Bar Business Media recently chatted with King Cocktail himself—Dale DeGroff. DeGroff is a bartender, author, and a cocktail expert with decades of experience, including his time at the Rainbow Room in New York City. DeGroff is known for his 2002 essential tome, The Craft of the Cocktail, and he recently released an updated edition titled, The New Craft of the Cocktail.
“I always thought of The Craft 2002 as a book of its time, and we’ve passed that time,” says DeGroff, who explains that he wanted to impart new knowledge from his travels and conversations with bartenders.

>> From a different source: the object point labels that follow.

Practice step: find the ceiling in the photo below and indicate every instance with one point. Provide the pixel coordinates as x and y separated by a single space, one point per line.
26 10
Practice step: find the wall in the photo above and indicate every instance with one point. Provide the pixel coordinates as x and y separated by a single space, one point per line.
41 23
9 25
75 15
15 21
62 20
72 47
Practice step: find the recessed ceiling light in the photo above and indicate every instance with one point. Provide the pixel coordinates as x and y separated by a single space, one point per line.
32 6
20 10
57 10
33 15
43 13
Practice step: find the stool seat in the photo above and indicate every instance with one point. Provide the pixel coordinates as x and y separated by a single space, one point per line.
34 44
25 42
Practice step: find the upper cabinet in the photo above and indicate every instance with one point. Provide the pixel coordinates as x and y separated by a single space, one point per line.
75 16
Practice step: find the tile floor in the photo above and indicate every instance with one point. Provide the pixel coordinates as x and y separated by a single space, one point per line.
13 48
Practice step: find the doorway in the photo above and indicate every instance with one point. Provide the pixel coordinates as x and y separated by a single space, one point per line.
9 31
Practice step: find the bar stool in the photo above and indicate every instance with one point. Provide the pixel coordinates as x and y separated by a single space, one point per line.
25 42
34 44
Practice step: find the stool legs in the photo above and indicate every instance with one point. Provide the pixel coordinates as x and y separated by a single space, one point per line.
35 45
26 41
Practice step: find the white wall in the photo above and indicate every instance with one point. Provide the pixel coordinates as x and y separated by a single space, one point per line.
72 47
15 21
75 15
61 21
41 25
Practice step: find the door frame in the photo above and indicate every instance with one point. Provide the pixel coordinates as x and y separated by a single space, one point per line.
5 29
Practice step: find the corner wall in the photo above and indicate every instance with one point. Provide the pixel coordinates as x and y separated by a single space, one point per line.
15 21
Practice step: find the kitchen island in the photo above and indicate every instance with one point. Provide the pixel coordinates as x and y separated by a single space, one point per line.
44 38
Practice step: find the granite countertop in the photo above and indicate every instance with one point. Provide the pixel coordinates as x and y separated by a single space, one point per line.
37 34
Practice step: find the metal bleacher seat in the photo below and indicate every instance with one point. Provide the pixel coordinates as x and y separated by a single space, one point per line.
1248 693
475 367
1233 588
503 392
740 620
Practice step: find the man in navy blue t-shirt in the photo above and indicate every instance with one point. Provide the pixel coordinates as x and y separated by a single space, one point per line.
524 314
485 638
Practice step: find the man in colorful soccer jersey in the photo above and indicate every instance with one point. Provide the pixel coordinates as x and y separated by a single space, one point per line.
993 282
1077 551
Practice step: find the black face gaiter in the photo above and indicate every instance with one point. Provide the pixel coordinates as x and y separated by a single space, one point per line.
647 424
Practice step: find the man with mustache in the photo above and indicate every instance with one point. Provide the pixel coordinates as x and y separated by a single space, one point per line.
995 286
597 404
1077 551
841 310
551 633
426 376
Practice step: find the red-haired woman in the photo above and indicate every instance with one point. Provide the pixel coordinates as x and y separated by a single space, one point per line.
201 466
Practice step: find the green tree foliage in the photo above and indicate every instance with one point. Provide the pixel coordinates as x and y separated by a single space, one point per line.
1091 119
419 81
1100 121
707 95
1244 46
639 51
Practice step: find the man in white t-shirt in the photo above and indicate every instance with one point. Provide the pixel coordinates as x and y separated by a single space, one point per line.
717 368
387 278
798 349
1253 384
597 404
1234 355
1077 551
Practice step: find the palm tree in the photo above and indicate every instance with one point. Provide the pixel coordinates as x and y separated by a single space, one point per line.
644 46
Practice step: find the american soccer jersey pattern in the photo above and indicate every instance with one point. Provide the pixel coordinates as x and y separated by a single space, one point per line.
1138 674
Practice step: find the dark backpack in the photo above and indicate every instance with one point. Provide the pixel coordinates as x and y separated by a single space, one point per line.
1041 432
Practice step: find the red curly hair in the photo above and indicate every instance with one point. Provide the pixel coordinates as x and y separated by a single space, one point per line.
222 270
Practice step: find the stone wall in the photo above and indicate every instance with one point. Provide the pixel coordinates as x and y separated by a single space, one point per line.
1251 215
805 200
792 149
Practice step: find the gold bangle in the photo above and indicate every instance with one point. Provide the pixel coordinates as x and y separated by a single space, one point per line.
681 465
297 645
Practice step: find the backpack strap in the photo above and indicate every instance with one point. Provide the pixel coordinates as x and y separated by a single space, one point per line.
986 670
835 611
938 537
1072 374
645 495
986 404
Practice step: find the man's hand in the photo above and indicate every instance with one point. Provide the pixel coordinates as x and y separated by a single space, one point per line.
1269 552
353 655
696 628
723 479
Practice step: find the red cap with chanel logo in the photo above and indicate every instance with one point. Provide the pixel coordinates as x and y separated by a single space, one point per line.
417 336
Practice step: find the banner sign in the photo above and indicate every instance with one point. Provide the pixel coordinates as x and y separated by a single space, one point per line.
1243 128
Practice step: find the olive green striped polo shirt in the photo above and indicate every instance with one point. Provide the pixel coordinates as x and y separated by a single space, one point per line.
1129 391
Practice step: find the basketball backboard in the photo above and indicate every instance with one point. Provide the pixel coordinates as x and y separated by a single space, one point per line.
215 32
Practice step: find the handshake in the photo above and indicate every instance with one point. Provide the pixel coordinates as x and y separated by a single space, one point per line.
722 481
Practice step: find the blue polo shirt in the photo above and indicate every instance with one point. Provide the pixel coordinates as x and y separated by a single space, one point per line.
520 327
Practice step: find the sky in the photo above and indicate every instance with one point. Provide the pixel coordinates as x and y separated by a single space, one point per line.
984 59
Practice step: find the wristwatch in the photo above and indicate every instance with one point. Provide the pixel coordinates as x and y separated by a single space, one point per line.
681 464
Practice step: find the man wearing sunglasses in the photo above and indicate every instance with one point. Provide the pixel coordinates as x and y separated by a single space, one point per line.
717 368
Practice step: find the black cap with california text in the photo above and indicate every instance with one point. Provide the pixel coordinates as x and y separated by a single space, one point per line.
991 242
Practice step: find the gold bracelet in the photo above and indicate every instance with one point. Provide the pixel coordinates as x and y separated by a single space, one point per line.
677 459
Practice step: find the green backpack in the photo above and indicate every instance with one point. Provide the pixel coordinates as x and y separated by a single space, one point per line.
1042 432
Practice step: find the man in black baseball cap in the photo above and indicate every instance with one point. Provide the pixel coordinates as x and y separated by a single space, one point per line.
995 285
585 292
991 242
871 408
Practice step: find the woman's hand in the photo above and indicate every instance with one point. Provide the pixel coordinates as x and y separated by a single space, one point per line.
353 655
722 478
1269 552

He points out that some of the information in the book is timeless, while the industry is still learning to adopt other pieces of advice, like the use of fresh juices. “The fresh juices and all that stuff, I hate to say it, but it was revolutionary back in 2002. And sadly, we haven’t won that battle yet. We can’t claim victory yet just because the craft movement is doing that; that’s a relatively small portion of the market,” says DeGroff. “There is a tremendous amount of pressure from the public for people to have real ingredients and fresh ingredients. So I think you’re seeing more and more even larger upscale chains saying, ‘Yeah, we’ve got to do this.’”
But plenty has changed in the new edition. For one, rather than focusing on tools and technique, DeGroff shifts his focus to culinary influences as more and more botanicals, spices, fruits, vegetables, etc. can now be found in a cocktail glass. He also touches on the “roots” or “mother sauces” of all cocktail types. “We’re so culinary in the new millennium with a cocktail,” he says.
One of the biggest additions has come in the form of specific brands added to the cocktail recipes. “We can actually focus the flavor of the brand into the drink itself,” says DeGroff. “Almost every cocktail in The New Craft is branded either by me or by my guest bartenders. I tried to shine a very bright light on the craft movement by bringing guests in and giving them credit, letting them choose the brand that they wanted to have in their drinks.”
And bartenders are a huge part of the craft movement. DeGroff said in his book and in our conversation that the profession has now been legitimized as a career. It is also a position that’s key to the success of a bar. “We go to bartenders, not bars. Period,” he says. “There is no other business of any kind where the interactions with your customers are so intimate, so personal, so experiential. I mean, there’s joy, there’s celebration, there’s community. There is a sense of belonging.”
Given the worker shortage and the labor to make certain craft cocktails, built-in efficiencies are key to give time back to bartenders to spend with guests.
DeGroff sees the use of RTDs and quality bottled tonics and mixers, which cut down on drink preparation time, exploding across the industry. This also feeds into the demand for quality mixers.
Other methods like cocktails on draft or batching, which DeGroff has done as far back as at the Rainbow Room, are great ways to get craft cocktails out to large groups. He uses the example of prepping a shrub ahead of time, “With a proper shrub or a refrigerator full of them at a bar, a party walks in and your sales acumen says, ‘Have I got a drink for the seven of you! How would you like a rye whiskey punch or a cognac punch?’ You’ve got the shrubs, all you do is add the spirit and the modifier that changes it for that spirit, and you’ve just taken care of seven people.”
DeGroff also sees room for improvement in bar design, specifically, behind the bar. “We need garde manger stations,” he says. “In other words, our bar below needs to have refrigerated drawers for everything, freezer drawers for different types of ice. And that’s happening now. We need so many things that will make this craft movement so much easier and profitable.”
As for trends in craft cocktails, DeGroff sees the rising influence of spirits from the Pacific Rim area like baiju, which is one of the largest white spirits in the world.
He also mentions the explosion of whiskey from places all over the world like Japan, India, France, and of course, America. “They’re doing so many different kinds of crazy things, which is delightful.”